Obama, in an effort to avoid the appearance of being a lame duck president, is also expected in his State of the Union address to press Congress to extend long-term unemployment benefits and to assure Americans that they are better off with ObamaCare, despite a rocky start to the website rollout.
White House Press Secretary Jay Carney told ABC’s “This Week” that 2014 will be an “action year” and that the president’s signature health care law is a success -- “expanding access to quality and affordable health insurance to millions of Americans and reducing the growth in health care costs.”
Still, the president will have to convince Americans, considering a recent ABC poll shows that 59 percent of them disapprove of how ObamaCare has been implemented, and to counter Republicans’ midterm election strategy of singling out and defeating Democrats who backed the law. A Fox News poll last week also showed 59 percent of voters surveyed oppose the law itself, a record high.
"If all [Obama] has to offer is more of the same, or if he refuses to acknowledge that his own policies have failed to work, the president is simply doing what many failed leaders have done before him: trying to set one group of Americans against another group of Americans," Sen. Roy Blunt, R-Mo., said Saturday.
He also suggested the 2014 GOP agenda will continue to include efforts to replace ObamaCare, which he called “a law that's fundamentally flawed.”
Sen.

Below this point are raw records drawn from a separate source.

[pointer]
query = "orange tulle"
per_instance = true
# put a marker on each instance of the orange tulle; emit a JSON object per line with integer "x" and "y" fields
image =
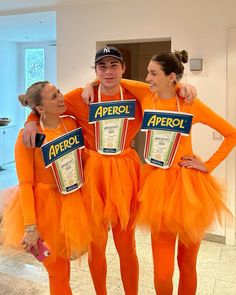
{"x": 111, "y": 187}
{"x": 62, "y": 222}
{"x": 183, "y": 201}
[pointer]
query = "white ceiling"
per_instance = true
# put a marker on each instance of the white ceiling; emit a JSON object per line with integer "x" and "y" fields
{"x": 28, "y": 27}
{"x": 18, "y": 26}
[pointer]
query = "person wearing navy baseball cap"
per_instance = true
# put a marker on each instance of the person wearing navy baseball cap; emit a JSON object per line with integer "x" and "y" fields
{"x": 108, "y": 51}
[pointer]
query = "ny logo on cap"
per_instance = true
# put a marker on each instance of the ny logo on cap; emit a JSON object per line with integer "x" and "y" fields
{"x": 106, "y": 50}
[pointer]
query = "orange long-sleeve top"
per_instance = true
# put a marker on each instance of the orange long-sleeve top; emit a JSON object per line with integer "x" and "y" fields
{"x": 77, "y": 108}
{"x": 202, "y": 114}
{"x": 30, "y": 170}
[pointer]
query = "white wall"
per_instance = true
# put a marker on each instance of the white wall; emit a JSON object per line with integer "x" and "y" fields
{"x": 8, "y": 79}
{"x": 200, "y": 27}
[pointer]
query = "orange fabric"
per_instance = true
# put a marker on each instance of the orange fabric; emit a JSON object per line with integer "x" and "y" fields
{"x": 163, "y": 249}
{"x": 61, "y": 220}
{"x": 186, "y": 200}
{"x": 80, "y": 111}
{"x": 59, "y": 277}
{"x": 110, "y": 193}
{"x": 111, "y": 182}
{"x": 125, "y": 245}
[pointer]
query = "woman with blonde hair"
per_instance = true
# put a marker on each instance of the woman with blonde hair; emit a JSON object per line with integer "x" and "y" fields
{"x": 39, "y": 211}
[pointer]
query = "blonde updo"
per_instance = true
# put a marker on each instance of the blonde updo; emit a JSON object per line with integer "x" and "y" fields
{"x": 32, "y": 97}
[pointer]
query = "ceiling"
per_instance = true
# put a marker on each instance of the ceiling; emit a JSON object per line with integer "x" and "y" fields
{"x": 29, "y": 27}
{"x": 18, "y": 26}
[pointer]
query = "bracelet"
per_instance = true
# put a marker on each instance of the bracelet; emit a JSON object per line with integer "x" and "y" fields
{"x": 30, "y": 228}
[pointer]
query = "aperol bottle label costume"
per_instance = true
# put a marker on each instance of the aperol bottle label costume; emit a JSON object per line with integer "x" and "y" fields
{"x": 63, "y": 154}
{"x": 111, "y": 123}
{"x": 163, "y": 132}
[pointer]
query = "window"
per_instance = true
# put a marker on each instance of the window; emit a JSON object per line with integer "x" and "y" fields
{"x": 34, "y": 65}
{"x": 34, "y": 68}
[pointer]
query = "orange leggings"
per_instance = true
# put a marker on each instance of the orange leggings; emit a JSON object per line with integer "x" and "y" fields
{"x": 59, "y": 276}
{"x": 125, "y": 246}
{"x": 163, "y": 249}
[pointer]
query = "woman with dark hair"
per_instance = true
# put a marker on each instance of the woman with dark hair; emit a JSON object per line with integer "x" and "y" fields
{"x": 183, "y": 199}
{"x": 39, "y": 212}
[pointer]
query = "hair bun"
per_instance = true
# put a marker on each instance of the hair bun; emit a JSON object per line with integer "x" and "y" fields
{"x": 22, "y": 100}
{"x": 182, "y": 56}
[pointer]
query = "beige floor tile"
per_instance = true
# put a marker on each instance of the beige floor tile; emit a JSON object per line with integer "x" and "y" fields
{"x": 215, "y": 269}
{"x": 11, "y": 285}
{"x": 224, "y": 288}
{"x": 228, "y": 254}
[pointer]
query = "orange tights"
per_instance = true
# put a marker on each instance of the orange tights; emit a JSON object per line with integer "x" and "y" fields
{"x": 163, "y": 249}
{"x": 59, "y": 277}
{"x": 125, "y": 245}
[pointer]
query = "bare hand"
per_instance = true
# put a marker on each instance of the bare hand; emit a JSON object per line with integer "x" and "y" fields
{"x": 193, "y": 162}
{"x": 30, "y": 240}
{"x": 29, "y": 134}
{"x": 188, "y": 92}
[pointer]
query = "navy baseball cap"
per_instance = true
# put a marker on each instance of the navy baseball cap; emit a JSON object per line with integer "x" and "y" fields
{"x": 108, "y": 51}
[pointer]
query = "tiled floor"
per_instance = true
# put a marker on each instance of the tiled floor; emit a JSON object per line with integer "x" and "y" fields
{"x": 21, "y": 274}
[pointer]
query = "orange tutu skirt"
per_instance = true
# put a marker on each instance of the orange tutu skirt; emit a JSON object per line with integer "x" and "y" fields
{"x": 62, "y": 222}
{"x": 183, "y": 201}
{"x": 111, "y": 187}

Rand Paul, R-Ky., told CNN’s “State of the Union” that the White House’s vow to use executive power “sounds vaguely like a threat.”

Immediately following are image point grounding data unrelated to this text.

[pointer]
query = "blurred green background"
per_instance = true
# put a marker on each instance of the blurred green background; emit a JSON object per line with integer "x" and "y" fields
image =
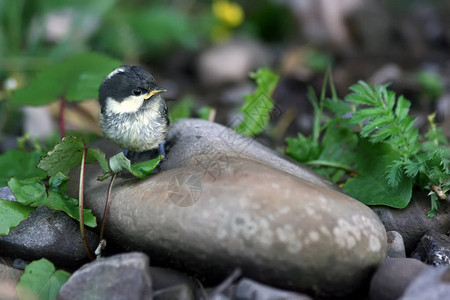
{"x": 202, "y": 51}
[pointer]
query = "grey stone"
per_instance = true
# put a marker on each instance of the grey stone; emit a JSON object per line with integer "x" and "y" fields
{"x": 396, "y": 247}
{"x": 48, "y": 233}
{"x": 212, "y": 209}
{"x": 209, "y": 146}
{"x": 178, "y": 292}
{"x": 230, "y": 62}
{"x": 248, "y": 289}
{"x": 393, "y": 277}
{"x": 412, "y": 222}
{"x": 9, "y": 278}
{"x": 163, "y": 278}
{"x": 432, "y": 284}
{"x": 433, "y": 249}
{"x": 122, "y": 276}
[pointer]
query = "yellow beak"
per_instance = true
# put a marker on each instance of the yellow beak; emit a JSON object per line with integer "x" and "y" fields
{"x": 156, "y": 90}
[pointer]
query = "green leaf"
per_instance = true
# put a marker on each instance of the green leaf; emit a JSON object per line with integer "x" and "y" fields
{"x": 76, "y": 79}
{"x": 337, "y": 106}
{"x": 32, "y": 192}
{"x": 120, "y": 163}
{"x": 371, "y": 186}
{"x": 20, "y": 164}
{"x": 204, "y": 112}
{"x": 258, "y": 105}
{"x": 95, "y": 155}
{"x": 338, "y": 145}
{"x": 402, "y": 108}
{"x": 12, "y": 213}
{"x": 68, "y": 154}
{"x": 41, "y": 280}
{"x": 143, "y": 169}
{"x": 367, "y": 113}
{"x": 302, "y": 148}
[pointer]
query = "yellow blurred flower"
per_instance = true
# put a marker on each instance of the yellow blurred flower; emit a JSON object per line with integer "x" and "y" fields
{"x": 230, "y": 13}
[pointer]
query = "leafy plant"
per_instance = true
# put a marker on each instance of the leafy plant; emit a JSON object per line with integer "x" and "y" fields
{"x": 257, "y": 107}
{"x": 44, "y": 181}
{"x": 371, "y": 142}
{"x": 41, "y": 281}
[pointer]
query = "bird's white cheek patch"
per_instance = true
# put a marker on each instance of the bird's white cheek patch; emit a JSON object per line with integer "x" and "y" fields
{"x": 128, "y": 105}
{"x": 116, "y": 71}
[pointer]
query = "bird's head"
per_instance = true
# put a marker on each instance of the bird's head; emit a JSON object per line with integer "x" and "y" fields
{"x": 126, "y": 88}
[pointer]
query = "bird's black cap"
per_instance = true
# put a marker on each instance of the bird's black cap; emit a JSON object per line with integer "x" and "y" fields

“And I think it also has a certain amount of arrogance," he added.
A lot is riding on the president’s prime time remarks this year, expected to be seen by roughly 30 million TV viewers.

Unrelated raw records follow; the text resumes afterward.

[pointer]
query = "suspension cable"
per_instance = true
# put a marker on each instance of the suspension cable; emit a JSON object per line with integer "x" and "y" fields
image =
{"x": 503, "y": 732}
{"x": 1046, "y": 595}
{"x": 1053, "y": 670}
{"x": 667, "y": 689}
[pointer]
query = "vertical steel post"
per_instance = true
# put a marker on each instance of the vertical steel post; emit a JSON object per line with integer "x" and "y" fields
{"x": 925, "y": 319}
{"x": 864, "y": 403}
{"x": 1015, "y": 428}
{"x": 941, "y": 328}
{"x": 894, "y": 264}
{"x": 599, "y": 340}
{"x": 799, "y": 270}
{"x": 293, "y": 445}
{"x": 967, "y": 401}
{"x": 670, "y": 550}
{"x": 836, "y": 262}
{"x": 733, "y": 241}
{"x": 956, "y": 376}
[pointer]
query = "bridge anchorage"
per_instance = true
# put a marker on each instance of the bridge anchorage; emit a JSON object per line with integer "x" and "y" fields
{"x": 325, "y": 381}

He has little time to reach his goals, considering members of Congress are in part already focused on their campaigns outside of Washington. And Republicans are looking to wrest control of the Senate and keep their majority in the House.
Obama is expected to once again push for an increase in the federal minimum wage, part of his larger plan to close the country's income-inequality gap.
The White House is backing a Democratic congressional proposal to raise the minimum wage to $10.10 over three years and index it to inflation thereafter.
Obama will probably again address his proposed reforms to the government's surveillance efforts. Earlier this month, following former NSA contractor Edward Snowden leaking U.S. surveillance secrets, he proposed new measures to overhaul the government's sweeping program.
He is also expected to try again to get free pre kindergarten for all 4-year-olds and call attention to bipartisan legislation that would reduce criminal penalties for some drug offenders.